Hannover - Viele der rund 50 niedersächsischen Dschihadisten der Terrororganisation IS sind im Kampf in Syrien und dem Irak umgekommen. Etwa 20 von ihnen sind aber auch nach Niedersachsen zurückgekehrt. Nun muss die heimische Justiz verhindern, dass sie im Gefängnis weitere Männer radikalisieren.

Drei der Rückkehrer aus Syrien und dem Irak sitzen nach Angaben von Justizministerin Antje Niewisch-Lennartz derzeit in Niedersachsen in Haft. Die Grünen-Politikerin stellt das vor die Frage: Wie kann das Land verhindern, dass Islamisten in den Gefängnissen andere Insassen radikalisieren? Neben den drei Dschihad-Rückkehrern weiß das Land von sechs weiteren Gefangenen, dass sie radikal-islamistische Überzeugungen vertreten. Sie stehen laut Niewisch-Lennartz unter permanenter Beobachtung.

„Uns muss es gelingen, dass so etwas wie ,Charlie Hebdo‘ oder Vergleichbares in Niedersachsen nicht passiert“, sagte die Ministerin am späten Dienstagabend in Hannover. Die Attentäter, die bei ihrem Anschlag auf das französische Satiremagazin im Januar zwölf Menschen töteten, waren laut Niewisch-Lennartz erst im Gefängnis zu Islamisten geworden. Bisher gebe es keine Erkenntnisse, „dass Gefangene in niedersächsischen Justizvollzugsanstalten radikalisiert wurden oder Radikalisierungsversuche unternommen wurden“, sagte sie. Doch die Gefahr wird eher größer als kleiner: Gegen 16 Beschuldigte in Niedersachsen ermittelt die auf terroristische Straftaten spezialisierte Zentralstelle der Staatsanwaltschaft in Hannover. Neun weitere niedersächsische Verfahren hat der Generalbundesanwalt an sich gezogen.

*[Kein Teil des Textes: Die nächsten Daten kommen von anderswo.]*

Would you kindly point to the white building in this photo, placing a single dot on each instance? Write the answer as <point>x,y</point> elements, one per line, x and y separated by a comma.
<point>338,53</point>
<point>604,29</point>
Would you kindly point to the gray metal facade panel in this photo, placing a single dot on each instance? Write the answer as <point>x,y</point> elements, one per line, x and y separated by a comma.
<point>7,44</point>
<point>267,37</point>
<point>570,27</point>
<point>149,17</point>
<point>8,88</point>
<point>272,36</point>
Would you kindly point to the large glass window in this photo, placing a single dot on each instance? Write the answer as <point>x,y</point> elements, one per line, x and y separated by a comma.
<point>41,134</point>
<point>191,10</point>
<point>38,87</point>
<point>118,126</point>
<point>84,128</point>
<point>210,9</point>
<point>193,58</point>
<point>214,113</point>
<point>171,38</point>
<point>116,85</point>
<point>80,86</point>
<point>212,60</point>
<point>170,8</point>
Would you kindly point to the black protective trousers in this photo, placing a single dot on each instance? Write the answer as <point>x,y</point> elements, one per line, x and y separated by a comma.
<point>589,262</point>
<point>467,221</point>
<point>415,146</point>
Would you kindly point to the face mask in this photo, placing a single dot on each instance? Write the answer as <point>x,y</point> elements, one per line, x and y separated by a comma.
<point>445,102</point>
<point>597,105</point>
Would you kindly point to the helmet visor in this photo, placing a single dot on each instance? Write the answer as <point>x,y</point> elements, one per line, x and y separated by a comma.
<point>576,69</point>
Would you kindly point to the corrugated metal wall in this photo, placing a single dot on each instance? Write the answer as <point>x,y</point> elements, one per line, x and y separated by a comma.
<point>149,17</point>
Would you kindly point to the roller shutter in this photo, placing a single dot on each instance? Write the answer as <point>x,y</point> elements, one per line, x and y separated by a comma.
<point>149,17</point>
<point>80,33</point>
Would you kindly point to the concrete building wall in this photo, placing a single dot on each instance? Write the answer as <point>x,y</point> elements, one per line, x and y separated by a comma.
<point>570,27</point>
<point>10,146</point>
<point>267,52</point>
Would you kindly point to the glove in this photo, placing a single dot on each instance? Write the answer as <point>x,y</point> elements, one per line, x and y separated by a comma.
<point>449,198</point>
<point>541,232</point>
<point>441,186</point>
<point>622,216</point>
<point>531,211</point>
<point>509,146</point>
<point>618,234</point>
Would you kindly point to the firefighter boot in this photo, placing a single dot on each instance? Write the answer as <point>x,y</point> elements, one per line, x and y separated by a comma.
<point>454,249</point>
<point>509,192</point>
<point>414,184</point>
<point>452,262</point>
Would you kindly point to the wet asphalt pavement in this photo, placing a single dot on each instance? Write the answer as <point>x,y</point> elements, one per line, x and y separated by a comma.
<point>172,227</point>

Eine Arbeitsgruppe hat nun erste Lösungsvorschläge gemacht. Vor allem die Bediensteten im Justizvollzug sollen besonders geschult werden, um frühzeitig Radikalisierungstendenzen bei Insassen zu erkennen. Gemeinsam mit dem Landespräventionsrat soll die Lebensgeschichte radikalisierter junger Menschen erforscht werden, um zu erfahren, wer besonders anfällig ist für islamischen Extremismus. Es sind vor allem junge Menschen, die sich radikalisieren. Die meisten der Dschihadkämpfer sind nach Angaben des Landeskriminalamts unter 30 Jahre alt.

Zwei Wolfsburgern, dem 27 Jahre alten Ayoub B. und dem 26 Jahre alten Ebrahim H. B., dürfte noch in diesem Sommer der Prozess vor dem Staatsschutzsenat des Oberlandesgerichts Celle gemacht werden. Sie sitzen schon seit sechs Monaten in Untersuchungshaft. Die Eröffnung des Hauptverfahrens steht daher nach Informationen der HAZ unmittelbar bevor. Ayub B. soll für den IS an der syrisch-irakischen Grenze gekämpft haben, Ebrahim H. B. soll einen Selbstmordanschlag in Bagdad geplant haben, der aber vereitelt wurde.